A tropical cyclone with winds of more than 200 kilometers per hour has struck central Mozambique. The storm is hindering efforts by relief workers to care for thousands of people displaced by weeks of floods and has raised fears of new flooding. VOA's Scott Bobb reports from our Southern Africa Bureau in Johannesburg.

Cyclone Favio struck the Mozambican coast before dawn, ripping roofs off of buildings and uprooting trees near the tourist town of Vilankulos, 600 kilometers northeast of Maputo.

Mozambican disaster relief officials said heavy rain and strong winds were lashing the coast several hundred kilometers up and down the coast, from Xai-Xai to Beira.

The secretary-general of the Mozambican Red Cross, Fernanda Texeira, said the storm was likely to head north threatening a region already saturated by flooding.

"We are expecting more rain and this can affect the areas that are already damaged by the floods," she said.

She said the waters behind the Cahora Bassa Dam had crested this week, allowing officials to reduce the amount of water being released into the Zambezi River Basin below.

As a result, relief efforts had shifted from evacuation to providing for the 120,000 people who have been displaced by the floods.

"Now we need very quickly to improve the life [living] conditions in the accommodation centers and to prepare the resettlement of the populations," she said. "Sanitation and health are a big concern."

She added that food was the other major concern.
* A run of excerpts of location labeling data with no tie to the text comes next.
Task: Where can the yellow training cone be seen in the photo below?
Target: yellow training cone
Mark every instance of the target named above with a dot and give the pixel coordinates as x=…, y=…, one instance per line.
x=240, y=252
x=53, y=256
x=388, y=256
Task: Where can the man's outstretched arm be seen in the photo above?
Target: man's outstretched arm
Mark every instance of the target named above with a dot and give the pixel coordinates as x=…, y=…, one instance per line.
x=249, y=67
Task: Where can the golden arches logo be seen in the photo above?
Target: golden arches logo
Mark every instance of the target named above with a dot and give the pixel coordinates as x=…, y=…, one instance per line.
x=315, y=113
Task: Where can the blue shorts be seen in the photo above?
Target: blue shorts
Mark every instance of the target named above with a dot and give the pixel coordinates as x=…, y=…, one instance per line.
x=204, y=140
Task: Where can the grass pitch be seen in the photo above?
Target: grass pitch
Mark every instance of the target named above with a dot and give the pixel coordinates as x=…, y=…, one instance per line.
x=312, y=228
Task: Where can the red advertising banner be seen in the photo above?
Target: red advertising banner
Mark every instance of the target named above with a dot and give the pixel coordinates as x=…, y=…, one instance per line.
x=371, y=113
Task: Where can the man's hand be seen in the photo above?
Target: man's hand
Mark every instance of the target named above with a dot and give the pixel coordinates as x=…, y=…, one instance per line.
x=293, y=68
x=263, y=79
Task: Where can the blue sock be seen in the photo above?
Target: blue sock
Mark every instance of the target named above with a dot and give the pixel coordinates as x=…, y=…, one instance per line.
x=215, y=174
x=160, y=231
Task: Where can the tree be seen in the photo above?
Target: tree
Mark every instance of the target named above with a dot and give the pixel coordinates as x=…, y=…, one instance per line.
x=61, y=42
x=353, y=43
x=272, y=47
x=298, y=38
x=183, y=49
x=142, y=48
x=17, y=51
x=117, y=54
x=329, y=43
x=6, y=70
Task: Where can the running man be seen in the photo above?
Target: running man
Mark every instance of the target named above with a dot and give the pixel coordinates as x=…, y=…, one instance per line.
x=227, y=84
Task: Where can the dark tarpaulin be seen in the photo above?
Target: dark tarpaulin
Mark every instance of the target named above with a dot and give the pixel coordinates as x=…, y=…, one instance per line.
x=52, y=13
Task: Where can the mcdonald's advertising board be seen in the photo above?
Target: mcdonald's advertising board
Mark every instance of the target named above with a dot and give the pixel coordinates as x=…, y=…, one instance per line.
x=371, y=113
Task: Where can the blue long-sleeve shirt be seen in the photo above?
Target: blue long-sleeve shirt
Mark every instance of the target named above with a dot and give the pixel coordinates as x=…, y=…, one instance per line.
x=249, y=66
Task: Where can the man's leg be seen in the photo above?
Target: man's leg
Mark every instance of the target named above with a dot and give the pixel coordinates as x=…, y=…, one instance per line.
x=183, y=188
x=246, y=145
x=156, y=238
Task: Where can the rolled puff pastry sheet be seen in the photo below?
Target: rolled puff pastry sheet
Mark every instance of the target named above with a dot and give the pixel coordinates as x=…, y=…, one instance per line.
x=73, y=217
Thousands of hectares of farmland were destroyed by the floods months before the harvest.

The World Food Program says it has distributed several hundred tons of food stockpiled in the area before the crisis. But it said it was running out of stocks and appealed for more donations.

The U.N. Childrens Fund said it was concerned about the mental welfare of tens of thousands of children living in makeshift shelters and said it is setting up schools under tents in the camps.

Mozambican officials compared the disaster to floods six years ago that killed 700 people and displaced one half million.

But they said better preparation meant that only several dozen lives have been lost, although they predicted one quarter million people could be made homeless if the flooding continues.